Дверь отворилась, и вместе с солнечным светом в барак ворвались голоса ссученных.
— Как спалось? Бессонница не мучила? — весело поинтересовался Лесовик. Взъерошенный, малость помятый, он как будто только что выбрался из берлоги. Ссученный вор стоял в окружении своих быков — мордастых детин с огромными кулачищами. Они с равнодушным видом поглядывали вокруг: им было все едино, что исполнять в следующую минуту — убивать или спешить с объятиями. Поодаль кучковались еще десятка три зэков — самых разных мастей, пехота, одним словом… — Ну, так что надумал, Мулла? Мы к тебе за ответом пришли.

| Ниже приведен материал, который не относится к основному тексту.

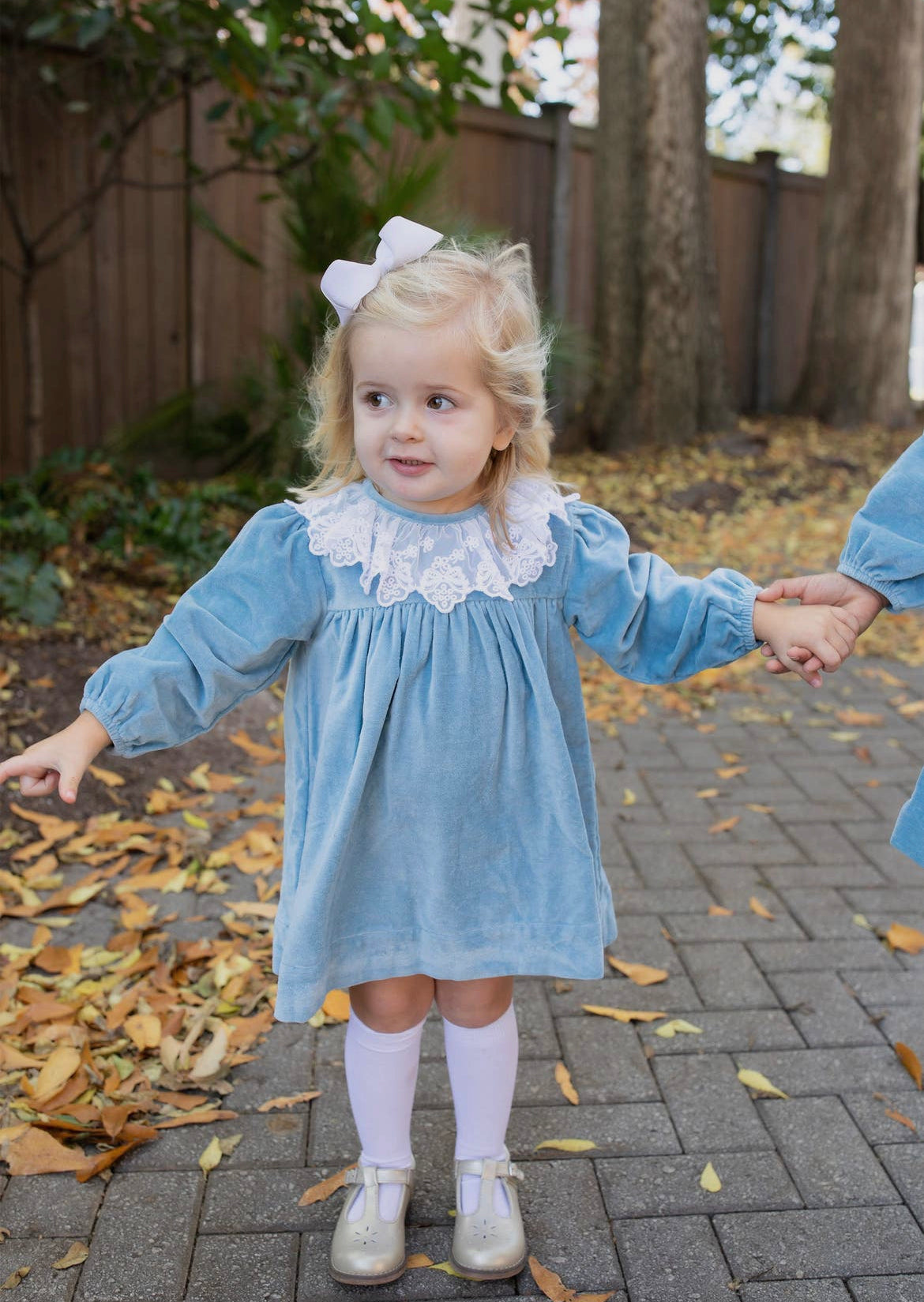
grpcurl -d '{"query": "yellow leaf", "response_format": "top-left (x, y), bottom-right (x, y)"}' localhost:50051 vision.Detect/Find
top-left (738, 1067), bottom-right (789, 1099)
top-left (125, 1013), bottom-right (163, 1049)
top-left (554, 1063), bottom-right (580, 1103)
top-left (532, 1139), bottom-right (596, 1152)
top-left (430, 1262), bottom-right (468, 1280)
top-left (321, 989), bottom-right (350, 1022)
top-left (885, 921), bottom-right (924, 955)
top-left (580, 1004), bottom-right (667, 1022)
top-left (528, 1256), bottom-right (615, 1302)
top-left (655, 1017), bottom-right (703, 1041)
top-left (87, 764), bottom-right (125, 786)
top-left (199, 1135), bottom-right (221, 1172)
top-left (257, 1090), bottom-right (321, 1112)
top-left (709, 814), bottom-right (741, 835)
top-left (699, 1161), bottom-right (723, 1194)
top-left (607, 955), bottom-right (667, 985)
top-left (298, 1166), bottom-right (357, 1207)
top-left (51, 1242), bottom-right (90, 1270)
top-left (896, 1041), bottom-right (924, 1090)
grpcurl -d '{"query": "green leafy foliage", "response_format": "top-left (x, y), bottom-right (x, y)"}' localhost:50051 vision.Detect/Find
top-left (0, 449), bottom-right (285, 626)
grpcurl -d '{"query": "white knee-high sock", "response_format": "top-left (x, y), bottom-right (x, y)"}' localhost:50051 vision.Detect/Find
top-left (344, 1009), bottom-right (427, 1221)
top-left (442, 1004), bottom-right (520, 1216)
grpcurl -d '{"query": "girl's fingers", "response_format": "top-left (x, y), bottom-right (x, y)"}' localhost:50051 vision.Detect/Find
top-left (20, 768), bottom-right (58, 796)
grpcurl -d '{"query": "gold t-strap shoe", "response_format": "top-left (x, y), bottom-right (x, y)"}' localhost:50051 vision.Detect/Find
top-left (449, 1158), bottom-right (528, 1280)
top-left (328, 1164), bottom-right (416, 1284)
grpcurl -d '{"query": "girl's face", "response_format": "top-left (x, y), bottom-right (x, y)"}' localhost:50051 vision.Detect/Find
top-left (350, 323), bottom-right (514, 514)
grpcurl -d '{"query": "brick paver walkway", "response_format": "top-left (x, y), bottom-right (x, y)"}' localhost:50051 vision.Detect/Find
top-left (0, 660), bottom-right (924, 1302)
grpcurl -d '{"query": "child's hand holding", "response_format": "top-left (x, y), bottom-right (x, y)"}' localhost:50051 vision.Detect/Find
top-left (0, 710), bottom-right (109, 805)
top-left (753, 602), bottom-right (860, 688)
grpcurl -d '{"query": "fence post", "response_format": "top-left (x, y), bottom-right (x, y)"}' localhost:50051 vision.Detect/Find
top-left (543, 103), bottom-right (573, 432)
top-left (753, 150), bottom-right (779, 411)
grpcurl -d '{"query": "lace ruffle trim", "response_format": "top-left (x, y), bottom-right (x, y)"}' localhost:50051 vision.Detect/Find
top-left (289, 479), bottom-right (580, 614)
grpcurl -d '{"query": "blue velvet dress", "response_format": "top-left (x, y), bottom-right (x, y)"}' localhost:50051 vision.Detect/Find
top-left (837, 435), bottom-right (924, 867)
top-left (82, 478), bottom-right (757, 1022)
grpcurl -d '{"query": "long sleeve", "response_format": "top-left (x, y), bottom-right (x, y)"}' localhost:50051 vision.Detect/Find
top-left (565, 503), bottom-right (759, 682)
top-left (837, 435), bottom-right (924, 610)
top-left (81, 503), bottom-right (327, 756)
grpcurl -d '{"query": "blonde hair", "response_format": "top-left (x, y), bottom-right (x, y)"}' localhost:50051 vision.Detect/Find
top-left (290, 239), bottom-right (574, 550)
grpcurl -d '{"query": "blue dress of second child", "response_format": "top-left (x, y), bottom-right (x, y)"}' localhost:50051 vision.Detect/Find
top-left (81, 475), bottom-right (757, 1022)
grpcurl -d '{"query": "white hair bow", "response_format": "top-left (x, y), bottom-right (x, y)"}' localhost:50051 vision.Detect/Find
top-left (321, 217), bottom-right (442, 325)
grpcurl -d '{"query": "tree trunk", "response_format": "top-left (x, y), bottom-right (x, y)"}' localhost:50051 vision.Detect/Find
top-left (20, 267), bottom-right (44, 470)
top-left (794, 0), bottom-right (924, 429)
top-left (588, 0), bottom-right (731, 451)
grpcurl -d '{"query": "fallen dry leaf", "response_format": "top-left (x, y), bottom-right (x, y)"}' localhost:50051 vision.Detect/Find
top-left (738, 1067), bottom-right (789, 1099)
top-left (534, 1139), bottom-right (596, 1152)
top-left (298, 1161), bottom-right (357, 1207)
top-left (580, 1004), bottom-right (667, 1022)
top-left (699, 1161), bottom-right (723, 1194)
top-left (51, 1242), bottom-right (90, 1270)
top-left (655, 1017), bottom-right (703, 1041)
top-left (885, 921), bottom-right (924, 955)
top-left (528, 1256), bottom-right (615, 1302)
top-left (554, 1063), bottom-right (580, 1103)
top-left (607, 955), bottom-right (667, 985)
top-left (709, 814), bottom-right (741, 836)
top-left (896, 1041), bottom-right (924, 1090)
top-left (257, 1090), bottom-right (321, 1112)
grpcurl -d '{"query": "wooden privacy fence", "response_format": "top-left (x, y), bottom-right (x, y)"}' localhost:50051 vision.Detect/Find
top-left (0, 90), bottom-right (824, 475)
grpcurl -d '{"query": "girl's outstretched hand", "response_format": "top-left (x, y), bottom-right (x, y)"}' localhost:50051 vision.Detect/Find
top-left (0, 711), bottom-right (111, 805)
top-left (753, 602), bottom-right (860, 688)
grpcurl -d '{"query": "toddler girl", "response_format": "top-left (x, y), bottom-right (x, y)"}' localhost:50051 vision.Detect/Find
top-left (0, 217), bottom-right (855, 1284)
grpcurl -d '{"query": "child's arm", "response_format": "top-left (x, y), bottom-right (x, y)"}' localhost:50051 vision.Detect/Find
top-left (753, 602), bottom-right (859, 688)
top-left (565, 503), bottom-right (858, 684)
top-left (0, 504), bottom-right (327, 803)
top-left (0, 711), bottom-right (111, 805)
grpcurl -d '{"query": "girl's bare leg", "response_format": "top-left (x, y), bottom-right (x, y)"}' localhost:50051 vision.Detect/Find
top-left (350, 973), bottom-right (434, 1033)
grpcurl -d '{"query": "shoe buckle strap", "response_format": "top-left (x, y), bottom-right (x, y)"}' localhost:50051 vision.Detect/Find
top-left (344, 1167), bottom-right (411, 1186)
top-left (456, 1158), bottom-right (526, 1180)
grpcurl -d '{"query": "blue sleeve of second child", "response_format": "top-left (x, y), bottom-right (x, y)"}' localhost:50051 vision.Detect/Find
top-left (81, 503), bottom-right (327, 756)
top-left (837, 435), bottom-right (924, 610)
top-left (565, 503), bottom-right (760, 682)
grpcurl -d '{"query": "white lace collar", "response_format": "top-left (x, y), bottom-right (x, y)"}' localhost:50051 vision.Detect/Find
top-left (289, 475), bottom-right (580, 613)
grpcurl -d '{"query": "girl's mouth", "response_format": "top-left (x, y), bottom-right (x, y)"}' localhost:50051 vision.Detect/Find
top-left (388, 457), bottom-right (430, 475)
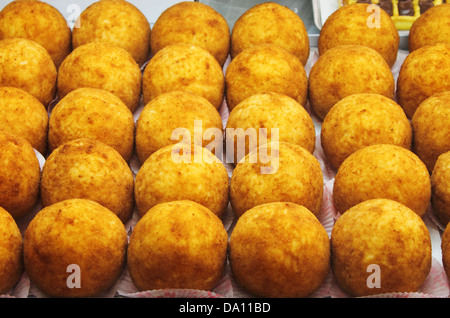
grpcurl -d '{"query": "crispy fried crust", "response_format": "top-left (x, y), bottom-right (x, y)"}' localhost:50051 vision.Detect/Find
top-left (229, 202), bottom-right (330, 298)
top-left (331, 199), bottom-right (431, 296)
top-left (127, 200), bottom-right (228, 290)
top-left (24, 199), bottom-right (127, 297)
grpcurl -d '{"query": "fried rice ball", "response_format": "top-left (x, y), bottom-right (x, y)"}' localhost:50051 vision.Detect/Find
top-left (397, 44), bottom-right (450, 118)
top-left (231, 2), bottom-right (310, 65)
top-left (411, 91), bottom-right (450, 173)
top-left (408, 1), bottom-right (450, 52)
top-left (0, 207), bottom-right (23, 295)
top-left (226, 92), bottom-right (316, 164)
top-left (135, 144), bottom-right (229, 217)
top-left (23, 199), bottom-right (127, 298)
top-left (48, 87), bottom-right (135, 162)
top-left (142, 43), bottom-right (225, 109)
top-left (320, 93), bottom-right (412, 169)
top-left (431, 150), bottom-right (450, 227)
top-left (0, 0), bottom-right (72, 68)
top-left (225, 44), bottom-right (308, 110)
top-left (333, 144), bottom-right (431, 216)
top-left (41, 139), bottom-right (134, 223)
top-left (230, 141), bottom-right (323, 218)
top-left (150, 1), bottom-right (230, 66)
top-left (229, 202), bottom-right (330, 298)
top-left (309, 45), bottom-right (395, 120)
top-left (318, 3), bottom-right (400, 67)
top-left (57, 42), bottom-right (142, 112)
top-left (72, 0), bottom-right (151, 66)
top-left (0, 87), bottom-right (48, 155)
top-left (127, 200), bottom-right (228, 290)
top-left (331, 199), bottom-right (431, 297)
top-left (136, 91), bottom-right (223, 163)
top-left (0, 38), bottom-right (57, 106)
top-left (0, 131), bottom-right (41, 219)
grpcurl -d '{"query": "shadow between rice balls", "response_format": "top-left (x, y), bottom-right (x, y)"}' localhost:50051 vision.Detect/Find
top-left (150, 1), bottom-right (230, 66)
top-left (318, 3), bottom-right (400, 67)
top-left (142, 43), bottom-right (225, 109)
top-left (225, 44), bottom-right (308, 111)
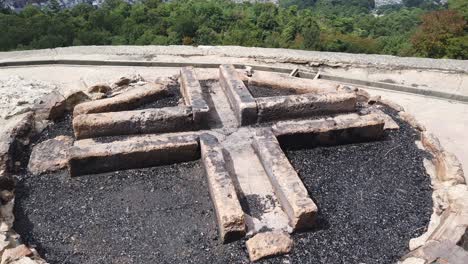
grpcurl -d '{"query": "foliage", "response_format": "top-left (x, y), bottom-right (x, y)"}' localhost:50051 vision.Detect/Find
top-left (412, 10), bottom-right (468, 58)
top-left (0, 0), bottom-right (468, 59)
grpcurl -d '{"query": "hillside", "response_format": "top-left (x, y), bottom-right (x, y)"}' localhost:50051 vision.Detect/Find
top-left (0, 0), bottom-right (402, 10)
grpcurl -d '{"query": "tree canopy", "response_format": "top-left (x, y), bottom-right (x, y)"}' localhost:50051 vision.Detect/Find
top-left (0, 0), bottom-right (468, 59)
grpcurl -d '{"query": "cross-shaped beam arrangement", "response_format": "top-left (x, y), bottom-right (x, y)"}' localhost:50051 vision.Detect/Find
top-left (60, 65), bottom-right (397, 261)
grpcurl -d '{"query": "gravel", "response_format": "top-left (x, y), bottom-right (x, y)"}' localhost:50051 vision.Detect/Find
top-left (135, 84), bottom-right (182, 109)
top-left (280, 109), bottom-right (432, 263)
top-left (14, 161), bottom-right (247, 264)
top-left (247, 85), bottom-right (297, 97)
top-left (15, 108), bottom-right (432, 264)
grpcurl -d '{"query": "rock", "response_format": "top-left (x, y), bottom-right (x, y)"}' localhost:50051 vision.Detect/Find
top-left (73, 84), bottom-right (168, 117)
top-left (398, 257), bottom-right (426, 264)
top-left (33, 91), bottom-right (65, 120)
top-left (378, 98), bottom-right (405, 112)
top-left (0, 245), bottom-right (34, 264)
top-left (114, 74), bottom-right (145, 86)
top-left (64, 91), bottom-right (90, 111)
top-left (245, 231), bottom-right (293, 261)
top-left (398, 111), bottom-right (426, 132)
top-left (368, 95), bottom-right (382, 104)
top-left (5, 257), bottom-right (37, 264)
top-left (73, 105), bottom-right (196, 139)
top-left (28, 136), bottom-right (73, 174)
top-left (252, 129), bottom-right (318, 230)
top-left (0, 233), bottom-right (10, 252)
top-left (114, 77), bottom-right (132, 86)
top-left (0, 112), bottom-right (35, 174)
top-left (34, 91), bottom-right (90, 120)
top-left (405, 240), bottom-right (468, 264)
top-left (200, 134), bottom-right (245, 243)
top-left (88, 83), bottom-right (112, 93)
top-left (89, 93), bottom-right (107, 101)
top-left (356, 89), bottom-right (370, 103)
top-left (0, 199), bottom-right (15, 232)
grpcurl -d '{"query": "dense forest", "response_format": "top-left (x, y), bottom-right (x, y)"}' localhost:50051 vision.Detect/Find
top-left (0, 0), bottom-right (468, 59)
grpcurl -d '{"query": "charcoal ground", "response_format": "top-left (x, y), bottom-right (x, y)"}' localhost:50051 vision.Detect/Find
top-left (15, 108), bottom-right (432, 264)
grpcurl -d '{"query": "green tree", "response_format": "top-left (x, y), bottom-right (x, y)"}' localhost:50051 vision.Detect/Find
top-left (412, 10), bottom-right (466, 58)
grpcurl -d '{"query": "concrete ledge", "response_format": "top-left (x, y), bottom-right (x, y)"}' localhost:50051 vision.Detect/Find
top-left (421, 131), bottom-right (466, 184)
top-left (273, 114), bottom-right (385, 147)
top-left (73, 106), bottom-right (195, 139)
top-left (320, 74), bottom-right (468, 102)
top-left (73, 84), bottom-right (168, 116)
top-left (248, 71), bottom-right (339, 94)
top-left (219, 65), bottom-right (257, 126)
top-left (255, 93), bottom-right (357, 122)
top-left (68, 135), bottom-right (200, 177)
top-left (252, 129), bottom-right (318, 230)
top-left (245, 232), bottom-right (293, 261)
top-left (180, 67), bottom-right (210, 124)
top-left (0, 112), bottom-right (35, 176)
top-left (200, 134), bottom-right (246, 243)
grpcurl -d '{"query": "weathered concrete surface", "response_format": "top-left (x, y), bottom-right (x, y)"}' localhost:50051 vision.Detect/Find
top-left (73, 106), bottom-right (195, 139)
top-left (33, 90), bottom-right (90, 120)
top-left (272, 114), bottom-right (385, 147)
top-left (366, 89), bottom-right (468, 172)
top-left (200, 134), bottom-right (246, 243)
top-left (409, 240), bottom-right (468, 264)
top-left (0, 112), bottom-right (34, 175)
top-left (255, 92), bottom-right (357, 122)
top-left (28, 136), bottom-right (73, 174)
top-left (359, 106), bottom-right (400, 130)
top-left (68, 134), bottom-right (200, 177)
top-left (252, 129), bottom-right (318, 230)
top-left (180, 67), bottom-right (210, 124)
top-left (245, 231), bottom-right (293, 261)
top-left (219, 65), bottom-right (257, 125)
top-left (222, 127), bottom-right (293, 236)
top-left (73, 83), bottom-right (167, 116)
top-left (248, 71), bottom-right (339, 94)
top-left (0, 45), bottom-right (468, 72)
top-left (421, 131), bottom-right (466, 184)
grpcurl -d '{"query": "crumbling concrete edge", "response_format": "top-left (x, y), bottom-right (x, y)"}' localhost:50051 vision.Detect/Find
top-left (367, 96), bottom-right (468, 264)
top-left (180, 67), bottom-right (210, 126)
top-left (252, 129), bottom-right (318, 231)
top-left (200, 133), bottom-right (246, 243)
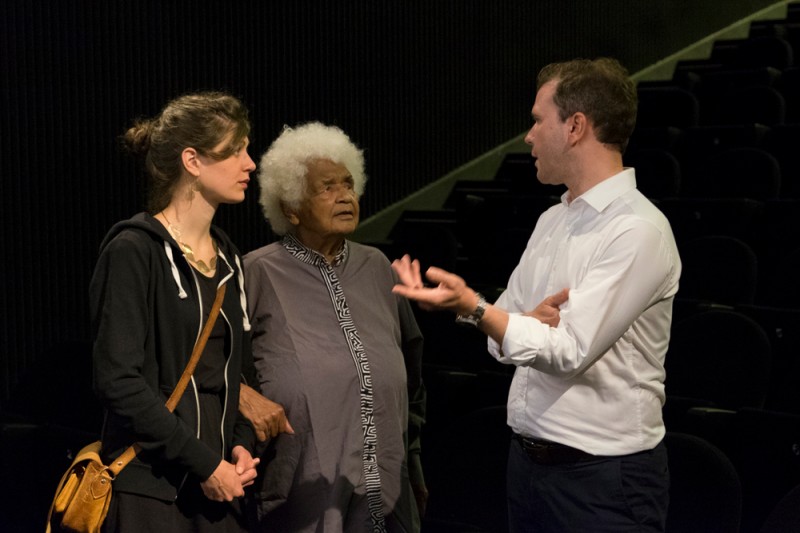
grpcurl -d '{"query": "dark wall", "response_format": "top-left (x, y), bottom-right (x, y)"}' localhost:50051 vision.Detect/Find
top-left (0, 0), bottom-right (773, 406)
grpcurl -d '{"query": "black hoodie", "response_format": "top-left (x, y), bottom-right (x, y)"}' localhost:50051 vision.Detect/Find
top-left (89, 213), bottom-right (255, 501)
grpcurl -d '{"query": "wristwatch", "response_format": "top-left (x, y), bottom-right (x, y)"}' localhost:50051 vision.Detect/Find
top-left (456, 292), bottom-right (488, 328)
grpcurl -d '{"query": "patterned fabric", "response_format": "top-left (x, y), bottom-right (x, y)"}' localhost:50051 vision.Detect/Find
top-left (282, 234), bottom-right (386, 533)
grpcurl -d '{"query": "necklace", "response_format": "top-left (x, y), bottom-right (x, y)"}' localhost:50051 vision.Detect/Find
top-left (161, 211), bottom-right (219, 274)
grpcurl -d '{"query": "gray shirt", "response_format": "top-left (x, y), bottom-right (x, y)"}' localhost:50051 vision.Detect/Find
top-left (245, 238), bottom-right (425, 532)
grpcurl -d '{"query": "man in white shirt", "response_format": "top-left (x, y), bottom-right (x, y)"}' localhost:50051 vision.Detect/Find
top-left (393, 58), bottom-right (681, 533)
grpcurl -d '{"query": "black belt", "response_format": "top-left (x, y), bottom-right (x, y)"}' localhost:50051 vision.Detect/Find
top-left (514, 433), bottom-right (602, 465)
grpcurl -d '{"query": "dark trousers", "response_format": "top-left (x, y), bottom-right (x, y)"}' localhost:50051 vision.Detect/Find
top-left (507, 439), bottom-right (669, 533)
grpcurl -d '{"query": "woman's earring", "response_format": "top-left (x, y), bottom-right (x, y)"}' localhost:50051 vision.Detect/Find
top-left (188, 178), bottom-right (200, 202)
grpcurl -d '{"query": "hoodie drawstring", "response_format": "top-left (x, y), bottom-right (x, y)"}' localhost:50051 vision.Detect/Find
top-left (164, 241), bottom-right (189, 300)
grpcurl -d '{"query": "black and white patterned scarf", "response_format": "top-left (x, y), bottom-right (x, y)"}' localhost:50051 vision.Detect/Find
top-left (282, 234), bottom-right (386, 533)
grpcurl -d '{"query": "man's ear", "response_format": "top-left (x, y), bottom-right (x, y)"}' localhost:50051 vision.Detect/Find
top-left (181, 148), bottom-right (200, 178)
top-left (567, 112), bottom-right (589, 144)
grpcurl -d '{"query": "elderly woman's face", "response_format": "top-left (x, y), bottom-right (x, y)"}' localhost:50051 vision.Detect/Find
top-left (296, 159), bottom-right (359, 239)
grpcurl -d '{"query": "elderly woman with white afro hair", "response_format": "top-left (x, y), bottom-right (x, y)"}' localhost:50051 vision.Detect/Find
top-left (258, 122), bottom-right (367, 235)
top-left (244, 122), bottom-right (427, 532)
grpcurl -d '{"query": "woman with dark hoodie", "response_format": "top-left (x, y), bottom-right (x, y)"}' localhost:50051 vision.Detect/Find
top-left (90, 93), bottom-right (258, 532)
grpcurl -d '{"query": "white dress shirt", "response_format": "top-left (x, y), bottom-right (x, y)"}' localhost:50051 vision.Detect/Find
top-left (489, 168), bottom-right (681, 455)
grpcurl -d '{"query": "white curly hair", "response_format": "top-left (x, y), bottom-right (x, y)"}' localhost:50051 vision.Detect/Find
top-left (258, 122), bottom-right (367, 235)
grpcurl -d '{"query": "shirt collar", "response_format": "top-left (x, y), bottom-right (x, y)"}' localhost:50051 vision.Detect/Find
top-left (561, 167), bottom-right (636, 213)
top-left (282, 233), bottom-right (350, 267)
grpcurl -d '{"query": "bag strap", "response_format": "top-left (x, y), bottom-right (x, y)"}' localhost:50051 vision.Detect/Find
top-left (108, 285), bottom-right (225, 477)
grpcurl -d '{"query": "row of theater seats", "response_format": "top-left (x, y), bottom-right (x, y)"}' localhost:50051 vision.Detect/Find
top-left (387, 169), bottom-right (800, 307)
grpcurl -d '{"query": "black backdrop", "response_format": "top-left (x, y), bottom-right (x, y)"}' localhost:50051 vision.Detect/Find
top-left (0, 0), bottom-right (774, 407)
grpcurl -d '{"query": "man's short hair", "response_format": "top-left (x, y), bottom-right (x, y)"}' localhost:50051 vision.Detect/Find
top-left (536, 57), bottom-right (638, 153)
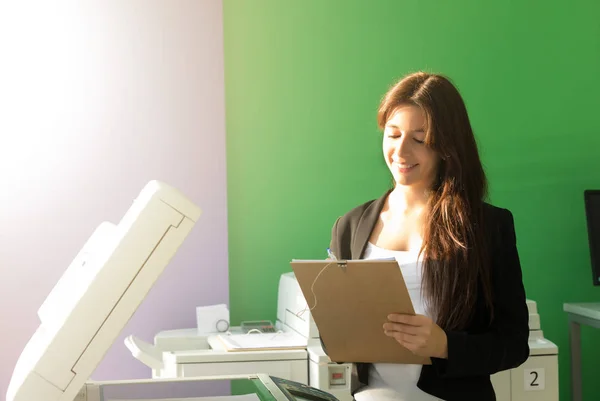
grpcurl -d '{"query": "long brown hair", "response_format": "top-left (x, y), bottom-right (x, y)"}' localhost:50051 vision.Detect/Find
top-left (377, 72), bottom-right (493, 329)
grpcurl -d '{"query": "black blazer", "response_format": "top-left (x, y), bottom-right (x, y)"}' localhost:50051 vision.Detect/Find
top-left (323, 191), bottom-right (529, 401)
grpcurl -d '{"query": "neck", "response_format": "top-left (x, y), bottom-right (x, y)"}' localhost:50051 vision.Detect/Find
top-left (388, 185), bottom-right (429, 213)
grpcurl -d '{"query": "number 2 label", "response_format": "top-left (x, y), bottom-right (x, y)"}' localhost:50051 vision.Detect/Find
top-left (523, 368), bottom-right (546, 391)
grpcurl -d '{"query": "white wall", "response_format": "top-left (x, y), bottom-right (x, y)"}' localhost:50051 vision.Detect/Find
top-left (0, 0), bottom-right (229, 394)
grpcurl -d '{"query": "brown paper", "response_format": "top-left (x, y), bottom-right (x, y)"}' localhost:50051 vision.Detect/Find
top-left (291, 260), bottom-right (431, 365)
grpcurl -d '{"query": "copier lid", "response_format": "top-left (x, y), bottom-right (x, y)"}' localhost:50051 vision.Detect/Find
top-left (6, 181), bottom-right (201, 401)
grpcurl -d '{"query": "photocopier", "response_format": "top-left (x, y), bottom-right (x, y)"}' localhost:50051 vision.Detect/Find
top-left (6, 181), bottom-right (337, 401)
top-left (125, 272), bottom-right (558, 401)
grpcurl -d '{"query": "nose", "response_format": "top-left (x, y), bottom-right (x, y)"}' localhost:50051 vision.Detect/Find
top-left (395, 135), bottom-right (412, 158)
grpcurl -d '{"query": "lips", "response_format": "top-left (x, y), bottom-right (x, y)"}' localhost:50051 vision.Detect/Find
top-left (394, 163), bottom-right (419, 174)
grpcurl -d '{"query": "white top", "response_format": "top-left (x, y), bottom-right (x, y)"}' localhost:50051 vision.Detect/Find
top-left (354, 242), bottom-right (440, 401)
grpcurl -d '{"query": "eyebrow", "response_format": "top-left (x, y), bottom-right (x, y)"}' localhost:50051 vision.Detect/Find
top-left (385, 124), bottom-right (425, 134)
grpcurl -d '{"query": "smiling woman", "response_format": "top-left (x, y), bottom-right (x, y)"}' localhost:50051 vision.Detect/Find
top-left (325, 73), bottom-right (529, 401)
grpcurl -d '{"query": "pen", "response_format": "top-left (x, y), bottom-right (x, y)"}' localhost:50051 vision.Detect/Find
top-left (327, 248), bottom-right (337, 260)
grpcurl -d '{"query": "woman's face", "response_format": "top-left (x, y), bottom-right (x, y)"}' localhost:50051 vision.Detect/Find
top-left (383, 105), bottom-right (440, 189)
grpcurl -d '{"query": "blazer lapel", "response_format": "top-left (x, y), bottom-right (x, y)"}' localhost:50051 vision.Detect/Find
top-left (350, 189), bottom-right (392, 259)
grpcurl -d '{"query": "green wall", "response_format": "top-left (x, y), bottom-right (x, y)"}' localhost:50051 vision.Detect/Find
top-left (224, 0), bottom-right (600, 400)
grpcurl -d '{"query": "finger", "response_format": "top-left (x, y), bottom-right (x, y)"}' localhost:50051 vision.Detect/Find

Мулла сделал шаг вперед, демонстрируя добрую волю, после чего бодро произнес:
— Крепко ты меня прижал, Лесовик! Мы тут немного с бродягами покумекали…
— И что решили?
— Пойдем в твою сучью зону!
Лесовик улыбнулся, словно говоря: «А куда ж ты денешься?» Но голос его прозвучал вполне миролюбиво — все-таки в уме ссученному пахану отказать было нельзя:
— Вот и ладушки, не век же нам друг дружку резать! Наша война только в радость оперсосам.
Следом за Муллой шагнули вперед и остальные зэки из его кодлы — в их движениях не было ничего настораживающего, даже руки против обыкновения не прятались в карманах. Игра была чистой — ни дать ни взять утренняя роса.